Au-delà d’une gouvernance partagée entre les directions RSE et Finance, l’apport de la finance est aussi méthodologique. La construction du budget carbone doit s’appuyer sur les règles de gestion de la finance afin de permettre un pilotage des émissions fin et solide. Le budget carbone doit donner une vision anticipée des émissions à venir tout en incluant les ambitions de décarbonation de l’entreprise sur l’année, cette vision doit être réconciliée en fin d’exercice pour s’assurer du respect ou non du budget fixé. Pour ce faire, des pratiques de « contrôle de gestion carbone » doivent voir le jour afin d’estimer les atterrissages de budget carbone, porter une analyse des écarts éventuels avec le budget afin de permettre des prises de décisions éclairées.
Une fois le budget carbone défini, il est alloué aux différentes directions ou Business Units en charge de le respecter au même titre que leur budget monétaire. Chaque direction ou business unit est ainsi rendue responsable de l’empreinte de son activité et des actions pour limiter celle-ci. La direction RSE a ici un rôle important pour guider des référents au sein de ces directions et Business Units en leur suggérant des leviers à mettre en place et en les aidant au décryptage des activités ayant un impact significatif. En effet, la direction RSE et l’équipe budget carbone conservent un rôle de consolidation des éléments du budget carbone et de connaissance des différents postes de celui-ci.
Dans les émissions comptabilisées en Scope 3 (Emissions indirectes), les achats de biens et services sont de manière récurrente un poste très important. Agir sur les émissions générées par ses achats, c’est agir sur ses fournisseurs. Qui de mieux placé que le département Achats pour aller au contact de ces fournisseurs et impulser des démarches de décarbonation chez ceux-ci ? Tout l’enjeu ici réside dans la création d’alliances et de synergies avec les fournisseurs de l’écosystème afin de travailler conjointement à la réduction des émissions carbones.
Comment déployer le budget carbone dans ses équipes ?
La mise en place d’un dispositif permettant le pilotage d’un budget carbone est un projet de transformation conséquent.

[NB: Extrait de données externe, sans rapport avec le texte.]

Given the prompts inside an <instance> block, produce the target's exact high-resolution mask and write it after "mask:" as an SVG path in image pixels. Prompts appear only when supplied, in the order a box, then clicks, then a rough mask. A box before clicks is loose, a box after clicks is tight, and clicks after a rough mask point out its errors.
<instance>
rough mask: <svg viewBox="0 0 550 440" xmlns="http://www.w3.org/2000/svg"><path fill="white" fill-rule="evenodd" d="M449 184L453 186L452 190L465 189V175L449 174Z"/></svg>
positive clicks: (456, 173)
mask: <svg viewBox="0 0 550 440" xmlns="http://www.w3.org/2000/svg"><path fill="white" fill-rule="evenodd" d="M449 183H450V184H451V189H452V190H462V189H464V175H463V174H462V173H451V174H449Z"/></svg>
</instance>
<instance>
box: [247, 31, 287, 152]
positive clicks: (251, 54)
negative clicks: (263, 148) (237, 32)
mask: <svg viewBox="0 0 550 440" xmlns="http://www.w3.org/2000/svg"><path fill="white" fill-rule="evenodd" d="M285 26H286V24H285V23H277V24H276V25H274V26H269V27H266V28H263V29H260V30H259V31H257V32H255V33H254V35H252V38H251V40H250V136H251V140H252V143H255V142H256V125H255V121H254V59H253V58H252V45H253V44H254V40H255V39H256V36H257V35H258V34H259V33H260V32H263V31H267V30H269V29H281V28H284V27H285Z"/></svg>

Le carbone devient un indicateur de pilotage objectivé et piloté avec la même rigueur que le budget financier. Afin d’assurer un déploiement efficace, une équipe centrale composée de compétences financières et carbones doit être responsable de la notification et du pilotage du budget carbone sur le ou les premiers exercices. Cette équipe centrale devra par ailleurs sensibiliser les différentes directions pour les responsabiliser en les intégrant progressivement au processus de pilotage budget carbone.
Pour aller plus loin dans le rapprochement euro / carbone, certaines entreprises mettent en place un « prix interne du carbone », ou PIC. A noter que ce dispositif peut se présenter sous différentes formes. Par exemple en intégrant un « malus » dans le ROI des projets les plus polluants dès la phase d’étude et/ou en constituant un fond pour investir dans des projets à impact. Ce PIC peut donc venir en complément du budget carbone afin de se doter de moyens pour tenir les objectifs fixés.